Traveling a lot is expensive. This seems to be a contradiction, but it’s not; I’m referring to the movement you make while traveling. Most often when you’re on holiday, the transit costs can be the biggest part of the overall cost. Of course the main flights to your destination will usually be pricey, but I’m talking about the flights or transport costs within your trip. Even in Thailand, for example, a relatively cheap country to travel, an overnight VIP bus can set you back 1100 baht (USD$ 36). While this doesn’t seem expensive, if you’re taking four a week it adds up fast. You could spend two weeks in Thailand and take eight overnight buses and see lots of places… for a whole day or two each. Or, you could add a little more money to your budget (to cover accommodation, food, entertainment) and move much more slowly.
Leveraging your home currency makes all the difference. Would you judge me if I told you that I spent more in a week in Sydney than a month in Cambodia? I was staying at backpackers in both cases, but I was living a lot more comfortably in Cambodia (eating out, shopping etc). For me, traveling on New Zealand dollars, Australia was very expensive. So by traveling around South East Asia I was leveraging my currency. My flight to Asia was around 5 times the price of my flight to Sydney, so that is a cost to factor in. But the amount you pay extra in flights is quickly negated by the extra value you get for your dollar.
Having or making friends saves you money. Some parts of the world just aren’t set up for backpackers. In really cheap countries I found that, particularly in rural areas, that there aren’t really backpacker accommodation. This means you’re forced to take your own room and I usually choose an affordable guesthouse. I prefer staying at backpackers for numerous reasons and almost always will opt for a dorm instead of a private room when I’m traveling solo. Numerous times I’ve met people I’ve really liked and we’ve traveled together and split a room. This is awesome because it means your accommodation costs are instantly halved (and you have a friend, yay). You can also look into www.CouchSurfing.com to get your accommodation costs down. It’s more of a cultural/friendship exchange than using someone’s couch to save you cash. I’d suggest that you don’t Couchsurf with anyone you aren’t genuinely interested in, as that’s going against the whole purpose of Couchsurfing! I hosted a few people when I lived in New Zealand and it was awesome.

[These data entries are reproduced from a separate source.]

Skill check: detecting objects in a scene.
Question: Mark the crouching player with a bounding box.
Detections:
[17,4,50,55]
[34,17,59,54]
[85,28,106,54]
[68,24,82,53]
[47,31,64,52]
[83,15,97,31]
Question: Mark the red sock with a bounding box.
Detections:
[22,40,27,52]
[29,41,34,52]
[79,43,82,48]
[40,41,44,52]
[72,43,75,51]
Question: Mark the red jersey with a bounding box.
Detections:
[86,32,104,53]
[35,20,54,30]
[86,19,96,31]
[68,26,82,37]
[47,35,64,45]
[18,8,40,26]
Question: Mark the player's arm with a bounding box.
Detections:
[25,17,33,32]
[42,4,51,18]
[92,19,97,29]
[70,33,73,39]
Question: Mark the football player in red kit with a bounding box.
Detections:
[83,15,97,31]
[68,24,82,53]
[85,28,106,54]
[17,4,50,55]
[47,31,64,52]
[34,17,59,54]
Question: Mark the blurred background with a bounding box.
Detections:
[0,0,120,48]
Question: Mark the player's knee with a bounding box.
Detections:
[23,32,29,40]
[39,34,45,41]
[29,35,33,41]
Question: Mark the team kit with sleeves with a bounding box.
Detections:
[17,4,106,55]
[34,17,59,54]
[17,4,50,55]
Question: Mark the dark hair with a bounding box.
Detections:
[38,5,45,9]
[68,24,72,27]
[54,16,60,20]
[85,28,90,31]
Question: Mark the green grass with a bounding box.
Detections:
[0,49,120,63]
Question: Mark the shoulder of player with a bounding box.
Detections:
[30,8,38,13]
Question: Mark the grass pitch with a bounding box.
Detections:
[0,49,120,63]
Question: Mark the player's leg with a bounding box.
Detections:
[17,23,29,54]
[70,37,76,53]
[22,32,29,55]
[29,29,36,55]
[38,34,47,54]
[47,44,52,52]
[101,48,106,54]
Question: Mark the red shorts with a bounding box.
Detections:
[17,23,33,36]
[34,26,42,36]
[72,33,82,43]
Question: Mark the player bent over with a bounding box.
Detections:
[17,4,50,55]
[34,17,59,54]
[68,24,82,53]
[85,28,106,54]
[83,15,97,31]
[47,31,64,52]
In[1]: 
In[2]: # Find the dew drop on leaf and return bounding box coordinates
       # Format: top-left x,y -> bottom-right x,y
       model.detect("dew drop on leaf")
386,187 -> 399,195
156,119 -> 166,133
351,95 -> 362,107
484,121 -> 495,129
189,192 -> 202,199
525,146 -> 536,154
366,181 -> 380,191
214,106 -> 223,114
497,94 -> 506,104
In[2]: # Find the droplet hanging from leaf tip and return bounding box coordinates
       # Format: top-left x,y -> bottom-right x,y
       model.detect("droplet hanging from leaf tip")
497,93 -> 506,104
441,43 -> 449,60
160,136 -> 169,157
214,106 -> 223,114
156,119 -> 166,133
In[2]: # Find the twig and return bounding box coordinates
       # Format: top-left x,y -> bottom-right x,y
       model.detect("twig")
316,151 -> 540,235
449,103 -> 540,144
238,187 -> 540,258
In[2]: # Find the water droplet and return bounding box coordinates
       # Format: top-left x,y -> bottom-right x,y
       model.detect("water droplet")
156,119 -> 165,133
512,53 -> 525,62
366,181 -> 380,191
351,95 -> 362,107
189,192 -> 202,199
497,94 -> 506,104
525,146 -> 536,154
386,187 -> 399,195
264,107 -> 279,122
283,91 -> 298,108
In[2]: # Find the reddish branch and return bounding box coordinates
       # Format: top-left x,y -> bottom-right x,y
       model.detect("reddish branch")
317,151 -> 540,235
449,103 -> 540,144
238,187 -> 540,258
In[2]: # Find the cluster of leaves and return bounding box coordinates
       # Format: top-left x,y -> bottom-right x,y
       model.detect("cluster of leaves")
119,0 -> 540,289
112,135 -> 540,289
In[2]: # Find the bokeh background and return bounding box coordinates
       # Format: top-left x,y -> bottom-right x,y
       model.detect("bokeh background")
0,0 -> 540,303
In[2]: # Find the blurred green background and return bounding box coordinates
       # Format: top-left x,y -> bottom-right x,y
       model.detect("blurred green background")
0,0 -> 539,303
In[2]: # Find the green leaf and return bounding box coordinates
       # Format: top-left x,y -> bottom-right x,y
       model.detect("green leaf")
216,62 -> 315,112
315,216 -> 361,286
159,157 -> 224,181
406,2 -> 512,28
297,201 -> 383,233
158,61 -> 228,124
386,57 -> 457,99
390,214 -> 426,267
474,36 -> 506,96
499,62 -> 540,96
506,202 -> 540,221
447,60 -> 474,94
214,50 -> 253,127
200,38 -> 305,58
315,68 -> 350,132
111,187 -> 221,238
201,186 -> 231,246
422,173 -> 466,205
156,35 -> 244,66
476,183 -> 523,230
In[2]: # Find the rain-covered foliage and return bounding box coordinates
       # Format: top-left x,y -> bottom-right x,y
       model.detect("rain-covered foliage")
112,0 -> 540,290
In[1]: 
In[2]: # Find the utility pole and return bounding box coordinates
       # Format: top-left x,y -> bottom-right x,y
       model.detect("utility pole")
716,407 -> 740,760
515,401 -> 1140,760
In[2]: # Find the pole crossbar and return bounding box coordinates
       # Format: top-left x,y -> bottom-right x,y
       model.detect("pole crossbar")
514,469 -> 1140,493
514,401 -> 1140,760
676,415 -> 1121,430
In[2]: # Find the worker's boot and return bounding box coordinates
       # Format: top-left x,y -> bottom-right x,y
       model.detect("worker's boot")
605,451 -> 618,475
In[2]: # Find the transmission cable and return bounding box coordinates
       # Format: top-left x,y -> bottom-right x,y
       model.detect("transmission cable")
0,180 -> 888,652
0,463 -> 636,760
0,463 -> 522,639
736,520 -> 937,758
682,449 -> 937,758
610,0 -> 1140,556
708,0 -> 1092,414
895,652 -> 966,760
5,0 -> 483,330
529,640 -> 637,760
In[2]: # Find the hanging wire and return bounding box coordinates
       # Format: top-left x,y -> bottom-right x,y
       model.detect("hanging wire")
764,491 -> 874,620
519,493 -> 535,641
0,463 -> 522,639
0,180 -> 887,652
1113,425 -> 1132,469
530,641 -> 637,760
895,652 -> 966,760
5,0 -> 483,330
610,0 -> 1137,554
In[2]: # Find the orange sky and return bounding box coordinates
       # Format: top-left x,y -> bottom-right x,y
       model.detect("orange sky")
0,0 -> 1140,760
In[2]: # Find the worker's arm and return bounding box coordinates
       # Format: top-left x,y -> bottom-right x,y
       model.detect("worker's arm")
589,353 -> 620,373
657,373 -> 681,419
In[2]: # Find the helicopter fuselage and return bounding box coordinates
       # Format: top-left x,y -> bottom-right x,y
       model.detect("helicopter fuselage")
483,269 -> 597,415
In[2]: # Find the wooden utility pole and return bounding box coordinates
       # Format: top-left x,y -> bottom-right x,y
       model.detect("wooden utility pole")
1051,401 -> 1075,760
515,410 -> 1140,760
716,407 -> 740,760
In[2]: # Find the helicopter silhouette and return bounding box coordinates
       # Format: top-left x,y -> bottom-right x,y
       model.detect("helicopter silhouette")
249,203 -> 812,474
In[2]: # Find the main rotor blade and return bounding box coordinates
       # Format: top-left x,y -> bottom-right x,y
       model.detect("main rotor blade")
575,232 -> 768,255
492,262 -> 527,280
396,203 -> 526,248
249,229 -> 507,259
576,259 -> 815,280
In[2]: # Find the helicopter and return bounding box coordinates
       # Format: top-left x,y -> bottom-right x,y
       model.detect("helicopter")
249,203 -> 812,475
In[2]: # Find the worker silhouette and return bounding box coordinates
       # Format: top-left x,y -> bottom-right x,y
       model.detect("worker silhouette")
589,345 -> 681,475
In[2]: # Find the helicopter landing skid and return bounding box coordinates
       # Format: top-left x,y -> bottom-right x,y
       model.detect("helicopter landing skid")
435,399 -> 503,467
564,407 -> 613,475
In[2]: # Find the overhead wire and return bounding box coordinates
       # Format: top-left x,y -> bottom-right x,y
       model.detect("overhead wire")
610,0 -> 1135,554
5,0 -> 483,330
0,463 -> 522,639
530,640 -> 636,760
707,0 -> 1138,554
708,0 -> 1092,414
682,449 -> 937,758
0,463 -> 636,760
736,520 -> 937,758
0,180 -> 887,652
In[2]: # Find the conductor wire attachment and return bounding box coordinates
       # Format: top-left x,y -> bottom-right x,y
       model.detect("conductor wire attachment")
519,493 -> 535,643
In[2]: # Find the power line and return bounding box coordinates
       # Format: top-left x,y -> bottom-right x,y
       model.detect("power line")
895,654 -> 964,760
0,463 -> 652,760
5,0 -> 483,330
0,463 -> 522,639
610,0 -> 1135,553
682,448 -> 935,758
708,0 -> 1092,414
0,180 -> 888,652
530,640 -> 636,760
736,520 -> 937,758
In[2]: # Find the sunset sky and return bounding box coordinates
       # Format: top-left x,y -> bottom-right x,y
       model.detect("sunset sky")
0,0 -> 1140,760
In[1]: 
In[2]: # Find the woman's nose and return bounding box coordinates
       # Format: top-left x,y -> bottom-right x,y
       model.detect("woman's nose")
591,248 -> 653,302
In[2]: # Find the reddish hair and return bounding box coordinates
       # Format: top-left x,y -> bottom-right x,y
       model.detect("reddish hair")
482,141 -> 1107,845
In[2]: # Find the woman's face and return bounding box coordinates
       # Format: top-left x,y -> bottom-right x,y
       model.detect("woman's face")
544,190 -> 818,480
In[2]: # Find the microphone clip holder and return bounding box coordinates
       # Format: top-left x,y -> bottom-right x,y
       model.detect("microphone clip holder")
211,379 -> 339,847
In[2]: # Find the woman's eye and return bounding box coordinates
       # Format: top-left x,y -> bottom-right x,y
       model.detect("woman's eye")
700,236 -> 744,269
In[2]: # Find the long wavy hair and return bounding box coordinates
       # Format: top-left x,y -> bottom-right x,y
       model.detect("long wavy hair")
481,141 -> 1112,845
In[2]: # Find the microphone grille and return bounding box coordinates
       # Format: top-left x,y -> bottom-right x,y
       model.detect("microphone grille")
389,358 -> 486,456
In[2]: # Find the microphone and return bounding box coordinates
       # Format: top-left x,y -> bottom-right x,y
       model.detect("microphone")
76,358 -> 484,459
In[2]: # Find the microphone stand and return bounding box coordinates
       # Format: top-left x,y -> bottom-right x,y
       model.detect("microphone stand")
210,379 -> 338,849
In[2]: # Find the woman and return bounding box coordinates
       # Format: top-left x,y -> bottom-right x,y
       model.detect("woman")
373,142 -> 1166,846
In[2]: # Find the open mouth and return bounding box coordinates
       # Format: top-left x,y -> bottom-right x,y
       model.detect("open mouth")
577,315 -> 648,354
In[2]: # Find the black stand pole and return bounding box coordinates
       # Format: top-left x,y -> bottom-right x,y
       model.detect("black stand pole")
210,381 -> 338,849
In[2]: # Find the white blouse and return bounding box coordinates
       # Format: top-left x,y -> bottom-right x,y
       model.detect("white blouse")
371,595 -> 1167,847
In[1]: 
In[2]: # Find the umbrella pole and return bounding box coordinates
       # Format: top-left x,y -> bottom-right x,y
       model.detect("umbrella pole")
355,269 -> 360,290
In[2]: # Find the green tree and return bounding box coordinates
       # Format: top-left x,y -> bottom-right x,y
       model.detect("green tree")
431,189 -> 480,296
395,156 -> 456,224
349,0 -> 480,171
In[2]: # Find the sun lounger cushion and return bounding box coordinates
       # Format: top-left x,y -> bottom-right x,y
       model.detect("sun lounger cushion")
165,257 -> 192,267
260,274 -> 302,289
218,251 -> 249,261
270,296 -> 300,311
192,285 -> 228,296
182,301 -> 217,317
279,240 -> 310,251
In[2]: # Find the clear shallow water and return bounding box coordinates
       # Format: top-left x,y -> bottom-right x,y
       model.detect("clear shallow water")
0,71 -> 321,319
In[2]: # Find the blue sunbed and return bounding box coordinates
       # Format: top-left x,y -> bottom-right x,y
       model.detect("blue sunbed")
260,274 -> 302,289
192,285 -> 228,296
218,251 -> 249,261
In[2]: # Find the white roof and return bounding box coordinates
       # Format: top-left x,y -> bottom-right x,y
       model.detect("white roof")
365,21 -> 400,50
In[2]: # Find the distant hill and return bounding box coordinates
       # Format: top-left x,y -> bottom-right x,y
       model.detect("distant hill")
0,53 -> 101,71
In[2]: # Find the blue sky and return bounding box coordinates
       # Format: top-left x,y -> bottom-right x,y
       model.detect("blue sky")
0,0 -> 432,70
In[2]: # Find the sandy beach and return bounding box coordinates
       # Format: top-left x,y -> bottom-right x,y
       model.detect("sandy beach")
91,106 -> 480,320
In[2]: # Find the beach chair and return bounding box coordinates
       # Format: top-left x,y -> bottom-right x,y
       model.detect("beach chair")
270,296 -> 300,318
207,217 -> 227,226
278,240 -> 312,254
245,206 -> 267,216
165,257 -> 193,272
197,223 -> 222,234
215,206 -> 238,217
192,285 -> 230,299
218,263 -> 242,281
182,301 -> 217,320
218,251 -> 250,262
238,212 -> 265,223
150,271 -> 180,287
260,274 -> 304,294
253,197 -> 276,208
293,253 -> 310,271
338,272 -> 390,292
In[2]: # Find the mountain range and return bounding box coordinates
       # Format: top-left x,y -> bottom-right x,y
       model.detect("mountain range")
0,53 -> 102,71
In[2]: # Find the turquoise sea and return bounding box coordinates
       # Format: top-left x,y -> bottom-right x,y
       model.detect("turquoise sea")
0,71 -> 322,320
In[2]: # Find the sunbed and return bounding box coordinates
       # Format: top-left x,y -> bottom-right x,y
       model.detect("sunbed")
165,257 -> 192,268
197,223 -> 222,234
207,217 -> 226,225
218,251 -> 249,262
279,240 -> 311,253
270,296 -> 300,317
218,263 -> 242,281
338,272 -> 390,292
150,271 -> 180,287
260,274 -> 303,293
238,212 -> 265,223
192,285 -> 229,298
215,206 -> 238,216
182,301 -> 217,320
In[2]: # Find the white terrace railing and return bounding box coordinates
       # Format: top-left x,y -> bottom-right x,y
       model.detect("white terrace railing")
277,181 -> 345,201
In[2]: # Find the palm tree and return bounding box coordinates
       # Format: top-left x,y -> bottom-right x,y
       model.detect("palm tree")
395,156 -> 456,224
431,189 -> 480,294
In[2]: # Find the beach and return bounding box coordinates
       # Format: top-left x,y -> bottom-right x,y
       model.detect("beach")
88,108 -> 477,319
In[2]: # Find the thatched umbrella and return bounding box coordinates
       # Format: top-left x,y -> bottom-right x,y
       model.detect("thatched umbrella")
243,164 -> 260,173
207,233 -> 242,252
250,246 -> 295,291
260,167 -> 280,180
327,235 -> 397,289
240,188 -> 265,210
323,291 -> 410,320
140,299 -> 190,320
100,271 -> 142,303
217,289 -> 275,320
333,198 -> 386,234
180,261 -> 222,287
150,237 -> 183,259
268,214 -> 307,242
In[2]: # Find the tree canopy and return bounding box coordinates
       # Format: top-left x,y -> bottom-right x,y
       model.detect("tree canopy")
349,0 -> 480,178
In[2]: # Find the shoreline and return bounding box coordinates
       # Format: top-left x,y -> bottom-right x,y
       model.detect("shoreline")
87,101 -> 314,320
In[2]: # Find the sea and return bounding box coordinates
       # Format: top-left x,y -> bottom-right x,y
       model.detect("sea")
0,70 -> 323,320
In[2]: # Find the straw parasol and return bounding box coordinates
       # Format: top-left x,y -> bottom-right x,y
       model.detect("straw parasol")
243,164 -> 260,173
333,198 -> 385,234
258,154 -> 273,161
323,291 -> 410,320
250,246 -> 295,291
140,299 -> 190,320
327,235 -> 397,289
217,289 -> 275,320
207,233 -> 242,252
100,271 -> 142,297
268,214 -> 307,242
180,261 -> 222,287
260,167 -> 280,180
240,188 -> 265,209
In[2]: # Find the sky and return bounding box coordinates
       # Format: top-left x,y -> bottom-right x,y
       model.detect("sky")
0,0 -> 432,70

You binge less when you’re traveling long term. Well, I’m sure there are lots of exceptions to the rule, but for the most part it’s true. If you’re on holiday for a week, you’re going to want to eat out every meal you can – that’s the whole point of being on holiday, right? Whereas if you’ve been on the road for a month or two, you might find yourself feeling sick of not being able to prepare your own food. Or you might just lose the ‘value’ in eating out all the time. The same applies with drinking: it’s fun going out on a Tuesday night and getting absolutely hammered, because you’re on holiday. But eventually you tire of it and save it for more special occasions. In both cases, you wind up spending a bit less. Perhaps you grab a baguette with some spread for breakfast instead of sitting down for a $5 euro breakfast. Or maybe you’ll chill in your hostel instead of going out on a Monday night and blowing two days budget on beer.
The longer you travel, the more your priorities will shift. When you’re traveling with a finite amount of money, small changes like these can add extra days or weeks onto your trip. Try to record everything you spend in a little notebook, it keeps your spending in line. Travel doesn’t have to be expensive as you think it is, in fact long term travel is cheap – much cheaper than living at home for me.